The baking soda will draw water from the grass and turn them brown after a few days. If some grass plants don’t die after the first application, spread the baking soda again to kill them.

2. Water the area

Since baking soda is highly alkaline and can reduce the soil’s acidity, water the treated soil to wash off the remaining baking soda from the ground. Rinsing is vital, especially if you want to plant on the site soon.

However, there’s no need to water the area if there is subsequent rainfall. The rainwater naturally removes the baking soda residue.

Using baking soda paste

Baking soda and vinegar are both home remedies for killing weeds and grasses. Vinegar has acetic acid that draws water from the plant to kill it. The baking soda and vinegar combo kill tough grasses like Bermuda. 

Here’s how to use baking soda and vinegar to kill tougher grasses:

1. Water the area.

Irrigate dry soils to make the ground wet for the solution to stick to the grass plants. It’s okay not to water if it has rained in the last couple of days.

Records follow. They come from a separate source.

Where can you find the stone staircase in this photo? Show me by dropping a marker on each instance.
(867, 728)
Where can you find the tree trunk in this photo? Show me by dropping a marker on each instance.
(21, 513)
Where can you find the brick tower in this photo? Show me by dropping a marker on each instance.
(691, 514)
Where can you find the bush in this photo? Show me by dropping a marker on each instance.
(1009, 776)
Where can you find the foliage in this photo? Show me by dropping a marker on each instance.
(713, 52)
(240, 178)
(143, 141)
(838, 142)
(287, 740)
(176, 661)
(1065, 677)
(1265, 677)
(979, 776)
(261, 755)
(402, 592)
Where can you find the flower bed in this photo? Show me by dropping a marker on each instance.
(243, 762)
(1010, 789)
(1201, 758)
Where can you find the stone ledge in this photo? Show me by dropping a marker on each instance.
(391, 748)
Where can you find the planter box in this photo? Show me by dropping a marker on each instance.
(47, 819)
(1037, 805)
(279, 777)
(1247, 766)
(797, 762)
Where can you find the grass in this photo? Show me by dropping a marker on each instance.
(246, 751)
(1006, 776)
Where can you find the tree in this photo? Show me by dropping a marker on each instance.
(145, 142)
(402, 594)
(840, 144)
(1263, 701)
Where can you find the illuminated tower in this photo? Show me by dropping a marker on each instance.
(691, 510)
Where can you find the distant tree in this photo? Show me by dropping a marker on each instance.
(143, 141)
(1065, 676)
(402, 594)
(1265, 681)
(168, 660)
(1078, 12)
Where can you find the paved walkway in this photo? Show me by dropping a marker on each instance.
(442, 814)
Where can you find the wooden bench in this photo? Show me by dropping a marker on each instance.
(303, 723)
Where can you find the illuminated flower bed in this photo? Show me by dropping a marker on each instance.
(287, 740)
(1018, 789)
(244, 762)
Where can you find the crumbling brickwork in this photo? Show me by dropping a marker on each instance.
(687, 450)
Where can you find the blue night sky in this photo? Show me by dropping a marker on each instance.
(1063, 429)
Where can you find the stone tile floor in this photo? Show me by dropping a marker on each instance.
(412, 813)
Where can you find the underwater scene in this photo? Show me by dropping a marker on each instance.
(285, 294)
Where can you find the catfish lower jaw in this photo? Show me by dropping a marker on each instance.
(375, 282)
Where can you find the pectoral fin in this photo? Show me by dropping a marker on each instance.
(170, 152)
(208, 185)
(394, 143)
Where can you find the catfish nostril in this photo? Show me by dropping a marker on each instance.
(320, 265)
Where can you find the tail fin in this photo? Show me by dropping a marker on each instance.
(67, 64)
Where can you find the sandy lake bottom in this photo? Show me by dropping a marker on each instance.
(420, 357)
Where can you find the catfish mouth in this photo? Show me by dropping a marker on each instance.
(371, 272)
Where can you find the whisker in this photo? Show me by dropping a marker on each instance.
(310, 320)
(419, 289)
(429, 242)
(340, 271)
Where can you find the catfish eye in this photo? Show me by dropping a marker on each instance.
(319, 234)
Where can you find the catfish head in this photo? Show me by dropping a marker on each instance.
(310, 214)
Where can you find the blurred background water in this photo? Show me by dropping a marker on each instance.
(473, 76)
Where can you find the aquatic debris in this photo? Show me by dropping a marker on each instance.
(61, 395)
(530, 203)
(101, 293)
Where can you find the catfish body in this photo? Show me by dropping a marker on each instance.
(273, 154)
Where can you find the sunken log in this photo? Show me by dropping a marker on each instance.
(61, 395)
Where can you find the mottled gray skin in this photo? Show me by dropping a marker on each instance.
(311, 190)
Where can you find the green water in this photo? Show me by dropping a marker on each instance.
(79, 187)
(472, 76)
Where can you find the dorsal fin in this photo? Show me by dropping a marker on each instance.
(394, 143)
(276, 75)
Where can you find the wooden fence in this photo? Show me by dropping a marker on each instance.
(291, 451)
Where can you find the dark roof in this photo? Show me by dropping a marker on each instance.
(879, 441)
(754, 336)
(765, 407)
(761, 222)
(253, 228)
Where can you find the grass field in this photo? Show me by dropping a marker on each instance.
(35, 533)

2. Mix vinegar and baking soda.

Bring a large bowl to hold the mixture without sipping out when it rises. Measure two parts of baking soda and pour them into the bowl. Add one part of vinegar to the bowl. Wait for some minutes to let the solution settle. Transfer the mixture into a spray bottle.

3. Spray the solution.

Apply the paste to the unwanted grasses, soaking the whole plant. The combination will work on the grass quicker and turn them into brown dead grass. Apply the solution for a second time to kill the remaining grasses.

You can also apply baking soda and vinegar directly to the grass without mixing the two to form a solution. 

1. Measure a tablespoon of baking soda and pour it onto the grass.

2. Measure a half tablespoon of vinegar and spread it on the grass.

3. Rinse the paste residue with a garden hose after the grass turns brown in a few days

Note: Apply the baking soda first and then the vinegar.

Can I neutralize baking soda to kill grass?

Although baking soda is phytotoxic and kills any grass plant it contacts, you can save your grass from damage by neutralizing the baking soda immediately.

Turn on your sprinklers to rinse the spill site. A garden hose works, too. Water the grass thoroughly, with up to one inch of water. Watering the grass washes the baking soda away and dilutes it, so it doesn’t harm the grass.